L'unicité musulmane, principe fondamental s'il en est s'oppose à la trinité chrétienne, ou le divin se matérialise (pardon de l'expression) plusieurs fois. Les conséquence sur l'homme "hormal" en sont énormes...

Alors que le "témoin", "savant", "comtemplateur", bref le "shaid" cité en conclusion de l'article, est l'homme parfait musulman, l'homme chrétien, attaché à un homme parfait, Jésus, qui EST (pour les chrétiens) le fils de Dieu, et donc Dieu lui même (à une distinction formelle prés, voir Duns Scot), l'homme chrétien donc peut devenir, cela lui est promis et donné en exemple, Dieu.
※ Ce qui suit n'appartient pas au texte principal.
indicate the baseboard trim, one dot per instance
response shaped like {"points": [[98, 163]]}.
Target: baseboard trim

La différence des espérances est saisissante: il n'y a pas photo. L'unicité est affreusement mutilante: elle condamne au malheur de la soumission et de la scission éternelle d'avec le divin. La multiplicité impensable chrétienne toute entière divinisée, et qui s'étend à toute l'humanité, me semble clairement plus enthousiasmante. Mais je ne suis qu'un amateur.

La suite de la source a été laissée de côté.